Librarian 1.0 I think is currently used as a derogatory slang term for a particular type of librarian. At first I thought it could be defined as simply "any lousy librarian," but I now think it has specific negative traits that define a specific kind of (bad) librarian.
Traits of Librarian 1.0:

1. Fear and/or indifference toward technology; well behind the tech curve
2. Not user-friendly
3. Reluctant to change; a roadblock to new initiatives
4. Poor interpersonal communication skills
5. Withdrawn from the library community
6. Oblivious to current trends in libraries

There is no specific time-frame for the existence of a Librarian 1.0. No doubt such people have always been around. A Librarian 1.0 is characterized by a state of mind that is incompatible with quality librarianship. My speculation is that many Librarian 1.0 types are "reluctant librarians," (different from "accidental librarians") meaning that they originally desired some other career path, failed, and migrated to library work because of the relative ease of entry vis-a-vis other professions, and--here's the kicker--still have not psychologically embraced librarianship and never will.
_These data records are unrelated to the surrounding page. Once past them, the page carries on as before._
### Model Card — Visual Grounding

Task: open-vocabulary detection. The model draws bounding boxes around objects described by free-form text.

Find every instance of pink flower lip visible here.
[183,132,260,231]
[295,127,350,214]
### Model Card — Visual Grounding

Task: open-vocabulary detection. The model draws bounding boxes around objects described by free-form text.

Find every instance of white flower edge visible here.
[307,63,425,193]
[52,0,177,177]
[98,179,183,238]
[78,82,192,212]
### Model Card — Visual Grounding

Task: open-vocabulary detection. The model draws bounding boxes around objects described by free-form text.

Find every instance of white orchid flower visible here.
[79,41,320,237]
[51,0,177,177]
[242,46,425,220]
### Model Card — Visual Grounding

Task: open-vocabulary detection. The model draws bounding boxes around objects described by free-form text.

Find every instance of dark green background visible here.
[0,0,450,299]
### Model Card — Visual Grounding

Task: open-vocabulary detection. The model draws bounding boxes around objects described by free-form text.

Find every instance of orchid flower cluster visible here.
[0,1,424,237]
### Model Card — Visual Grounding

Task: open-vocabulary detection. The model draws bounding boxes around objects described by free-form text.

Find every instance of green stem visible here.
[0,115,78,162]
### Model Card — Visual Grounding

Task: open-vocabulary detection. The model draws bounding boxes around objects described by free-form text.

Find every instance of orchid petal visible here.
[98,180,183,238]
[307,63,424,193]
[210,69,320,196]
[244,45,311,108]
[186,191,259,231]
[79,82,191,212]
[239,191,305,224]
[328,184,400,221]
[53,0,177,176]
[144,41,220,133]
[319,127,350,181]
I sense an undercurrent of anger and dissatisfaction with Librarian 1.0 types on the blogs of L2 people. This is mostly deserved, as I don't question that there are librarians in most libraries who share many of the same negative traits and who act as roadblocks to the librarians who want to try new things and effect positive change for users. In the future we may see a more clear demarcation between types of librarians and more obvious divisions between camps.

An alternate definition, which I don't see much, is a more positive one in which this type of librarian existed in a specific time period prior to the mass introduction of personal computers into libraries and homes, but also a person who provided quality service, etc. But I don't see this reading often and the negative definition seems just about universal.

Defining Library 1.0

Library 1.0 is a term I find more difficult to pin down, because I suspect there are two competing camps with two ways of looking at it: one positive and one negative. Library 1.0, I take it, is considered a derogatory term by many in the L2 vanguard and is somewhat similar to my reading of Librarian 1.0; in other words, a library that is dominated by the outdated policies and practices of Librarian 1.0s.
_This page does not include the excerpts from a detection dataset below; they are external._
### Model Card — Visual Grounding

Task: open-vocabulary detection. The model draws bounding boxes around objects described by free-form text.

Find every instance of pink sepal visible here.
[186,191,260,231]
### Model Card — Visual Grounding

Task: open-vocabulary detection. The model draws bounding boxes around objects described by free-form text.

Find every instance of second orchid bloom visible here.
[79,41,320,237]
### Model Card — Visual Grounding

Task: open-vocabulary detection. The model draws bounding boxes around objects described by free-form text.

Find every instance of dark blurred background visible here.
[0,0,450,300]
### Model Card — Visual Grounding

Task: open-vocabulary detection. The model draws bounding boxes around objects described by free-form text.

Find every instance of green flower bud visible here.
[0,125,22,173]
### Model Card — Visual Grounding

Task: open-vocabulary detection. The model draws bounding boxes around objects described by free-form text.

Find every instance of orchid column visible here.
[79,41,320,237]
But I see a much more positive side to this term, as part of it includes traditional library services--the library as it was before the personal computer became an integral part of it, with an overwhelming emphasis on print resources, but still including quality customer service, changing practices when needed, a steady progression in the improvement of library services, and so on. I don't see anything bad about that. I see Library 1.0 as containing the building blocks of Library 2.0 and as something that should be embraced by the Library 2.0 community. A Librarian 1.0 is bad; a Library 1.0 isn't.

I think the L2 leaders see Library 1.0 and Library 2.0 (and Librarian 1.0 & Librarian 2.0) as essentially opposites, while others see Library 2.0 as a progression from Library 1.0 with no significant internal conflict between the two. The question would then be where does Library 1.0 end and where does 2.0 begin. I think in any case Library 2.0 began long before the term was coined and before anyone mentioned it publicly. The entity existed, but hadn't yet been recognized.

Librarian 2.0

A Librarian 2.0 is the flip side of Librarian 1.0. It is someone who:

1. Seeks out new technology of possible interest to his patrons & library
2. Is engaged in the library profession
3. User-focused
4. Eager to change outdated practices & procedures
5. Seeks greater efficiency

Like Librarian 1.0, this definition could apply to a librarian who exists or existed at any time in history. A Librarian 2.0 is considered a good librarian; a Librarian 1.0 is a bad one.

But there are two ways of looking at these terms and a possible negative definition of Librarian 2.0 that could develop is a librarian who wants change for change's sake, hypes things beyond what they are, a critic of traditional library service, etc.

As others have pointed out, it's tough to agree on definitions of 2.0 terms without knowing what the 1.0 words mean. Defining Library 2.0 in any meaningful way is fraught with problems, but that's for another post.